Bien sûr, je n’entends pas réellement répondre à cette question, qui compte quand même 3 490 occurrences sur le moteur de recherche omniscient, d’autant que la réponse change certainement au fil des âges… Je ne me souviens plus de ce que je pensais des zoos étant petite, mais comme les enfants d’aujourd’hui, j’imagine que je faisais le ouistiti en découvrant, en vrai, des animaux auxquels je n’avais généralement accès que par les livres ou la télévision. Maman, si tu me lis… Apostrophe inédite qui soulève une autre question : le zoo est-il une sortie de maman ou de papa ? A vrai dire, j’ai le sentiment qu’il s’agit plutôt d’une sortie de famille. Mais revenons à nos moutons… Enfant, je ne voyais probablement pas la cage, les barreaux, les enclos pour ce qu’ils sont en réalité – des privateurs de liberté, des incitateurs à tourner en rond – mais pour leur vertu protectrice : ils créaient une distance infranchissable, d’un côté comme de l’autre, me permettant, malgré une appréhension certaine, de m’approcher au plus près en minimisant ma peur, d’être impressionnée, et peut-être, déjà, de rêver de les voir en vrai de vrai. Dans leur habitat naturel. Par opposition au « en vrai » simple, relatif au passage de la 2D (livre, télé) à la 3D emprisonnée (zoo).

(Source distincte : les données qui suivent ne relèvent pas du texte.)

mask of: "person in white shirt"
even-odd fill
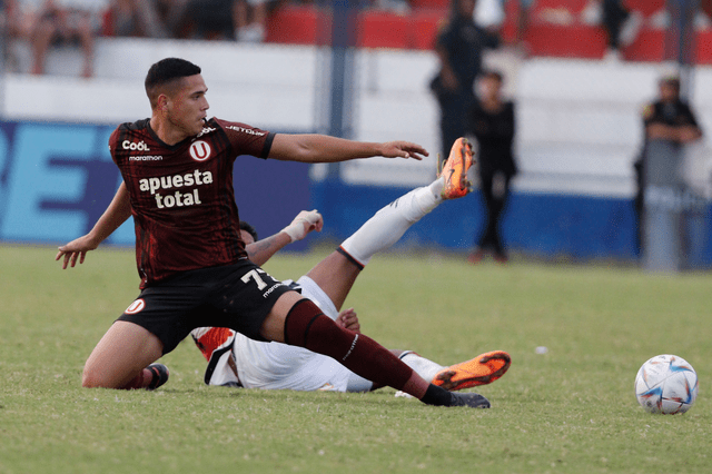
[[[296,283],[287,283],[342,327],[358,333],[360,325],[354,309],[339,313],[356,277],[374,254],[389,248],[413,224],[443,199],[451,198],[443,192],[443,186],[441,177],[390,203],[309,273]],[[320,230],[323,224],[316,210],[301,211],[288,227],[264,240],[256,241],[257,234],[245,223],[241,223],[241,234],[250,260],[263,265],[287,244],[300,240],[312,230]],[[335,359],[305,348],[255,342],[228,328],[201,327],[194,329],[191,336],[208,361],[205,373],[208,385],[336,392],[379,388]],[[423,378],[449,391],[492,383],[504,375],[511,364],[510,355],[503,350],[488,352],[453,366],[442,366],[412,350],[392,352]]]

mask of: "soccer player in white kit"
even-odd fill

Je me doute que, comme dans tous les secteurs, il existe mille réglementations à respecter quant à la taille des espaces de vie réservés aux animaux dans de classiques zoos. Mais une cage reste une cage par rapport à une plaine, à une montagne, à une forêt, à une rivière, où ces animaux pourraient évoluer librement, peut-être même en faisant des tours et des tours sur des périmètres réduits, mais par choix et non, par absence de choix. Je ne mets pas en doute, non plus, l’intérêt pédagogique et social que peuvent avoir les zoos pour les enfants. Mais, quand, un peu plus grand, accompagnant des plus petits, on se retrouve face à une volière où une chouette déploie ses ailes simplement pour se souvenir qu’elle en a, ou face à un babouin neurasthénique, littéralement prostré devant une vitre malgré les gesticulations simiesques d’homo sapiens sapiens de fait déçus par son manque de coopération que l’on pourrait interpréter comme une accusation – regardez, regardez bien ce que vous avez fait de moi ; il n’y a pas de quoi faire le paon ! -, l’interrogation liminaire prend malheureusement tout son sens… Comment se mesure le bonheur d’un animal en cage ? Cette question est, sans nul doute, très très bête !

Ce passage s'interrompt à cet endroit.